E87.3

Alkalosis

Alkalosis is a clinical condition characterized by an excessive accumulation of base or a significant loss of acid in the body fluids, leading to an arterial blood pH greater than 7.45. It is categorized into two primary types: metabolic and respiratory. Metabolic alkalosis occurs when there is a primary increase in serum bicarbonate (HCO3−), often resulting from the loss of gastric acid (via vomiting or nasogastric suctioning), the use of diuretics (which promote hydrogen ion excretion), or the excessive intake of alkaline substances. Respiratory alkalosis, conversely, is driven by hyperventilation, which causes an excessive loss of carbon dioxide (CO2) from the lungs. The resulting shift in pH can lead to decreased levels of ionized calcium and potassium, manifesting as neuromuscular irritability and potentially serious cardiac arrhythmias. Management focuses on treating the underlying cause, correcting electrolyte imbalances, and restoring the body's acid-base homeostasis.

Clinical Symptoms

  • Muscle twitching
  • Hand tremors
  • Paresthesia (numbness and tingling) of the face and extremities
  • Muscle spasms (tetany)
  • Nausea
  • Vomiting
  • Lightheadedness
  • Dizziness
  • Confusion
  • Stupor
  • Coma
  • Cardiac arrhythmias
  • Rapid breathing (hyperventilation)

Common Causes

  • Prolonged vomiting
  • Nasogastric suctioning
  • Loop or thiazide diuretic therapy
  • Overuse of antacids (Milk-alkali syndrome)
  • Hyperventilation due to anxiety or panic
  • High altitude exposure
  • Pulmonary embolism
  • Early stage salicylate poisoning
  • Excessive administration of sodium bicarbonate
  • Hyperaldosteronism

Documentation & Coding Tips

Distinguish between Metabolic and Respiratory Alkalosis in clinical documentation.

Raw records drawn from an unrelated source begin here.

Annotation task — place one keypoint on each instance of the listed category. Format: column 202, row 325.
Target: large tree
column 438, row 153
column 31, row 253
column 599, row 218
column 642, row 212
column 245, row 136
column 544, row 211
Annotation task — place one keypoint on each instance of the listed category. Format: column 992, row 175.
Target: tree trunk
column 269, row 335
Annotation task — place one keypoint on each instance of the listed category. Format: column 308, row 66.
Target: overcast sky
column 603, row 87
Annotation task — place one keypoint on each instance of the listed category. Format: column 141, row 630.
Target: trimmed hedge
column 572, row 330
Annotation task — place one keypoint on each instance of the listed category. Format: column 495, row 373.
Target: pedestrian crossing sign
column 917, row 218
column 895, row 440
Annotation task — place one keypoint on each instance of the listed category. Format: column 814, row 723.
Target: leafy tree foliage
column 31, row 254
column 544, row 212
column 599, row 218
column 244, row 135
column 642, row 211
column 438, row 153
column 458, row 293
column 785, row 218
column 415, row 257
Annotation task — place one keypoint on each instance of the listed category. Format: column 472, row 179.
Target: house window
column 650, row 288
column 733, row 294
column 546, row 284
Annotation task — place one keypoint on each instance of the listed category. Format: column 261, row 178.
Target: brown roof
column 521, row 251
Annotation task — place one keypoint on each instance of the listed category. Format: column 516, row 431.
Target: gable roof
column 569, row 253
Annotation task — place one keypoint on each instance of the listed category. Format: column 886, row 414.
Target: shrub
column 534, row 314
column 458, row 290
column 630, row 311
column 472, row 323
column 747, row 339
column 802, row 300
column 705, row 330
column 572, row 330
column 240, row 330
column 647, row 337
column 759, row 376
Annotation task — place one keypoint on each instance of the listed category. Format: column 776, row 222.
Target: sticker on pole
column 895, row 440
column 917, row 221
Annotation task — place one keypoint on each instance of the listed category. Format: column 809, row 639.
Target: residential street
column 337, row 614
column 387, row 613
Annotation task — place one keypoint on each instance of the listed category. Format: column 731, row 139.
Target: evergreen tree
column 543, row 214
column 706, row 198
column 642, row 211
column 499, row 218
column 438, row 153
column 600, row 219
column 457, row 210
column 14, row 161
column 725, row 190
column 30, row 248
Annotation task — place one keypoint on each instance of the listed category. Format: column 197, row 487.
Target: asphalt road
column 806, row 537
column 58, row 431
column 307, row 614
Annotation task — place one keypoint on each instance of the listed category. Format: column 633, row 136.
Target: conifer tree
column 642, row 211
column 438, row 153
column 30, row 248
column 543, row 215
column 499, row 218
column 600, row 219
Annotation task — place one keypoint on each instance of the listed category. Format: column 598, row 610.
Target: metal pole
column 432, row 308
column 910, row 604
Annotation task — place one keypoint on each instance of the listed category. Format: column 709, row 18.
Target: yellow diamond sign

Example: Patient presents with pH 7.52, pCO2 48, and HCO3 34, confirming primary metabolic alkalosis. This is likely secondary to prolonged nasogastric suctioning and diuretic use for chronic congestive heart failure. Documentation includes laterality of symptoms and chronicity of the underlying cardiac condition to support HCC risk adjustment.

Billing Focus: Identify the primary mechanism of alkalosis to ensure accurate mapping to E87.3 versus mixed disorders.

Document the acuity and current clinical stability of the acid-base imbalance.

Example: Acute respiratory alkalosis documented in a patient with an exacerbation of COPD and hyperventilation syndrome. Symptoms include carpopedal spasm and circumoral paresthesia. Severity is noted as moderate, requiring immediate CO2 retention techniques and monitoring of electrolyte shifts, specifically potassium levels.

Billing Focus: The documentation of 'acute' vs 'chronic' supports medical necessity for high-intensity observation or inpatient admission.

Include associated electrolyte abnormalities such as hypokalemia or hypocalcemia.

Example: Metabolic alkalosis documented in the setting of severe hypokalemia (K+ 2.8). Note specifies that the alkalosis is maintaining the hypokalemia due to intracellular shifts. Both E87.3 and E87.6 are coded to reflect the full clinical picture of the metabolic derangement.

Billing Focus: Coding for concurrent electrolyte disorders ensures the billing reflects the increased resources required for multi-ion correction.

Specify the role of medications in the development of alkalosis.

Example: Iatrogenic metabolic alkalosis resulting from high-dose loop diuretic therapy (Furosemide) for pulmonary edema. Documented plan to hold diuretics and initiate acetazolamide for correction. The documentation links the medication to the diagnosis for clear clinical logic.

Billing Focus: Documentation of iatrogenic causes helps distinguish primary metabolic disorders from external drug-induced effects.

Detail the compensatory response in the assessment and plan.

Example: Metabolic alkalosis with partial respiratory compensation documented by increased pCO2. Patient has underlying chronic renal failure (Stage 3a). The documentation explicitly links the acid-base status to the renal impairment, which is a major diagnostic contributor.

Billing Focus: Linking the acid-base disorder to a chronic systemic disease like CKD supports the highest level of specificity.